Rome Reverses Decision to Name Park After Yasser Arafat
Virginia Raggi, the mayor of Rome, has reversed the city’s decision to name one of the city’s parks after arch-terrorist Yasser Arafat.
The original plan was for a street to also be named after the late chief rabbi of Rome, Rabbi Elio Toaff, for “balance.” Toaff died in 2015.
The Jewish community of Rome protested bitterly against the decision. The chair of the Jewish Community of Rome, Ruth Dureghello, wrote an open letter to the mayor, saying, “We remember Arafat, for those who obviously do not know the story, as the moral force behind the antisemitic attack on the synagogue of October 9, 1982, in which Stefano Gaj Taché was killed, a Jewish, Roman and Italian child. Choosing to dedicate to Arafat a park is unacceptable. … The city of Rome must choose: to remember the terrorists or their victims. Both things are not possible.”
The letter also called Arafat the “forerunner, if not the creator, of modern terrorism.”
Here is what happened in 1982:
The attack took place at the Great Synagogue of Rome in the historic district of Rome on Saturday morning, at 11:55 a.m., at the conclusion of Sabbath services. As the families of the local Jewish community began leaving the synagogue with their children from the back entrance to the synagogue, five elegantly dressed armed Palestinian attackers walked calmly up to the back entrance of the synagogue and threw at least three hand grenades at the crowd, and afterwards sprayed the crowd with sub-machine gun fire. Eyewitnesses at the scene stated that the hand grenades bounced off the steps and exploded in the street.

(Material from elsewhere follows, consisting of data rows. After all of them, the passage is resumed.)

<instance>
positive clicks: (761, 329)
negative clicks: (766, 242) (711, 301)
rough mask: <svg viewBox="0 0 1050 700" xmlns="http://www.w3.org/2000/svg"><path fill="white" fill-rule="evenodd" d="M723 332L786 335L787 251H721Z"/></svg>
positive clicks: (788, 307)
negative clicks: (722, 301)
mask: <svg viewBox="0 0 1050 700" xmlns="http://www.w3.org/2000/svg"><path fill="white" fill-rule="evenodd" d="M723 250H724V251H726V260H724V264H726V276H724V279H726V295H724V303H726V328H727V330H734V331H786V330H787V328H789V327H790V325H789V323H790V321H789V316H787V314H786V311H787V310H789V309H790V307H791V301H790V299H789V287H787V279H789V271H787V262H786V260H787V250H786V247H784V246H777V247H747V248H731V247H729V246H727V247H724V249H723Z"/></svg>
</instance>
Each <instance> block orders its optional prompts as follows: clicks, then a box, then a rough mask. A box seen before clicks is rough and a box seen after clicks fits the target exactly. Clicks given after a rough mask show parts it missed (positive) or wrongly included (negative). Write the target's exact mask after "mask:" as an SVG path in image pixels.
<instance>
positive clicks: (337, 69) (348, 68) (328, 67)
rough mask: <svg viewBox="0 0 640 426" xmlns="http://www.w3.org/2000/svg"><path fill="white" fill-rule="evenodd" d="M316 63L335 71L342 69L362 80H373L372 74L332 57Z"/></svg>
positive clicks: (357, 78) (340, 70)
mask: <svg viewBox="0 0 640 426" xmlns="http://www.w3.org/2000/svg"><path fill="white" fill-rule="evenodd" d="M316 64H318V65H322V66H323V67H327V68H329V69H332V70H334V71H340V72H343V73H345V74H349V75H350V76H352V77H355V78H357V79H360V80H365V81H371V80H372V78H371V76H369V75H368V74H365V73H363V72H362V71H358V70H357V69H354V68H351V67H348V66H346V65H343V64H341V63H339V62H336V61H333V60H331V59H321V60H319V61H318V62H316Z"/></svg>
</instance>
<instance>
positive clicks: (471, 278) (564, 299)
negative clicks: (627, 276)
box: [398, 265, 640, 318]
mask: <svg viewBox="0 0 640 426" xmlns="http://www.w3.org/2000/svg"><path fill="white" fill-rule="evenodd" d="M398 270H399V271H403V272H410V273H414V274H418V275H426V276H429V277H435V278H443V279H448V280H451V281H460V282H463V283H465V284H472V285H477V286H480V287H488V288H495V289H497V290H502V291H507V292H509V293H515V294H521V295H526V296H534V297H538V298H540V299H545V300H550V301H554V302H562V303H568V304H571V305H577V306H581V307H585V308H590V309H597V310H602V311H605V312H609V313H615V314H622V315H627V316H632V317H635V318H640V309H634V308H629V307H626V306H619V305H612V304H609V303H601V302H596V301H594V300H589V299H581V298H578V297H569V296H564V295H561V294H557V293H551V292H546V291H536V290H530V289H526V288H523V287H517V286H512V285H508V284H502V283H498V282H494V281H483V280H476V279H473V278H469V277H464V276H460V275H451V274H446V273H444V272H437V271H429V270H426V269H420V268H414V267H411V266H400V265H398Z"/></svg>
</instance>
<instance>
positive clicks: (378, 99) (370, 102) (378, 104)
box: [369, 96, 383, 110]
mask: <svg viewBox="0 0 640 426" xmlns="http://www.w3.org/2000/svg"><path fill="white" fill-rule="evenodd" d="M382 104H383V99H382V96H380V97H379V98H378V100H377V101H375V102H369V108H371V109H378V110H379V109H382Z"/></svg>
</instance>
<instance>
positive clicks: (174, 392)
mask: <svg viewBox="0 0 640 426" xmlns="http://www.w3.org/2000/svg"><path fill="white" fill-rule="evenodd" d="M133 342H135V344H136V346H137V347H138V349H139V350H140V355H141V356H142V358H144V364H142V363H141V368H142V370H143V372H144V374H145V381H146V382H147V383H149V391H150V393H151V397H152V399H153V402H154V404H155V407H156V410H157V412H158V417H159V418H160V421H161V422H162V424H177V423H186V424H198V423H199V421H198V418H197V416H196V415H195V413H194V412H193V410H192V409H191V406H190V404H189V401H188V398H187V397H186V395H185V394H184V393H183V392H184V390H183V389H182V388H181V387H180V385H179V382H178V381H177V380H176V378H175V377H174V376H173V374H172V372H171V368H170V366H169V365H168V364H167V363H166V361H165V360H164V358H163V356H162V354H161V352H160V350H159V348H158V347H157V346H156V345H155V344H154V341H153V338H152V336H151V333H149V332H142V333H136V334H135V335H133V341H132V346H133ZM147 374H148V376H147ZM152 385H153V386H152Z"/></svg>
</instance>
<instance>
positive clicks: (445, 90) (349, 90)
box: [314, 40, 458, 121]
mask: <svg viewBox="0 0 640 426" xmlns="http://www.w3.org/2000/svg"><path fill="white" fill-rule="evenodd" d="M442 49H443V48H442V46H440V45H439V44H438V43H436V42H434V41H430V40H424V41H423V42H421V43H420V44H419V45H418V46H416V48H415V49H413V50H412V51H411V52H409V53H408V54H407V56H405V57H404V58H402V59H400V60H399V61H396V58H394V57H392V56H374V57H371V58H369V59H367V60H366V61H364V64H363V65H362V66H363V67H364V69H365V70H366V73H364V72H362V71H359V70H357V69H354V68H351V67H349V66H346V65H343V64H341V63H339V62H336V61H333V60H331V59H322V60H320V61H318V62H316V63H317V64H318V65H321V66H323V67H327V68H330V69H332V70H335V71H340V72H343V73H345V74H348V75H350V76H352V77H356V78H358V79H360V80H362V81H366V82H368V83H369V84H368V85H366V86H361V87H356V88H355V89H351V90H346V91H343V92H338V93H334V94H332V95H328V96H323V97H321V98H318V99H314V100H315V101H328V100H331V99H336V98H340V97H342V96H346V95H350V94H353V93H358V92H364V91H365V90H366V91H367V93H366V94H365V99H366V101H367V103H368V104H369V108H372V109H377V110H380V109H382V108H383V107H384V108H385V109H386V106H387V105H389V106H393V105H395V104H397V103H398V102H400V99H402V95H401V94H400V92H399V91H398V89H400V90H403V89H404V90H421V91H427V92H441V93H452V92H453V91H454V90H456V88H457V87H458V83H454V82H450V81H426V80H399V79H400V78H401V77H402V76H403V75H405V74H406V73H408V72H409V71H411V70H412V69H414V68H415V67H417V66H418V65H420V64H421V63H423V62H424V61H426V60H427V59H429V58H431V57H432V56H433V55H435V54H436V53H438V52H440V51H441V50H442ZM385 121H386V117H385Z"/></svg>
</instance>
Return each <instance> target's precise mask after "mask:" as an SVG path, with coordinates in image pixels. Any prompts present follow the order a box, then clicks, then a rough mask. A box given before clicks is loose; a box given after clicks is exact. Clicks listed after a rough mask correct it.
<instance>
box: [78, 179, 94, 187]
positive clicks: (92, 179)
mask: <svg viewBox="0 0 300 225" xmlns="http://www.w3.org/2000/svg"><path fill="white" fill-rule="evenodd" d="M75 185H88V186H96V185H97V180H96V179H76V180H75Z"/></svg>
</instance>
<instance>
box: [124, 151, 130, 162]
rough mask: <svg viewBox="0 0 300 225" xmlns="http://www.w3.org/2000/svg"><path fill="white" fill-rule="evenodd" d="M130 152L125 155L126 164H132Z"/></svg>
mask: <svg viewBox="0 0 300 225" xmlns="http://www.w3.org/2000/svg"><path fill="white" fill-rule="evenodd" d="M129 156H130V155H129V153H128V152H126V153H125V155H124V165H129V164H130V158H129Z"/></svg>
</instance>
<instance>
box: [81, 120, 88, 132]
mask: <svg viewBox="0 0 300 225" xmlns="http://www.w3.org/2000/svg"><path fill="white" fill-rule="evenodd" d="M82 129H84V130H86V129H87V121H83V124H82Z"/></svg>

A 2-year-old toddler, Stefano Gaj Taché, was killed in the attack after being hit by shrapnel. In addition, 37 civilians were injured, among them Stefano’s brother, 4-year-old Gadiel Taché, who was shot in the head and chest.
Reaction in the Italian press to the initial decision was mixed. There were a number of articles that agreed with the Jewish community. An op-ed in Il Fatto Quotidiano ridiculed the “balance” of honoring the terrorist and the chief rabbi, saying that the political correctness that prompted the decision was akin to equating the Torah with a Kalashnikov.
Strade Online remembered not only the Great Synagogue attack, but also the 1973 attack by Palestinians at Fiumicino International Airport that killed dozens, and the 1985 attack at the same airport that killed 16.
But Comune-Info.net instead complained about how Rome gives “veto power” to the Jews, and said that the Jewish community letter calling Arafat the architect of modern terrorism was an example of brilliant fake history. The site wrote: “We do not want to believe that it is for low reasons of interest dictated by the economic and media power of Zionism that we accept the pro-Israel diktat, no, we just think that the terror of being unjustifiably labeled anti-Semitic has now assumed the power of an invisible but very sharp sword ready to decapitate anyone who dares to criticize Israel.”
Because murdering hundreds of people is a valid criticism of Israel.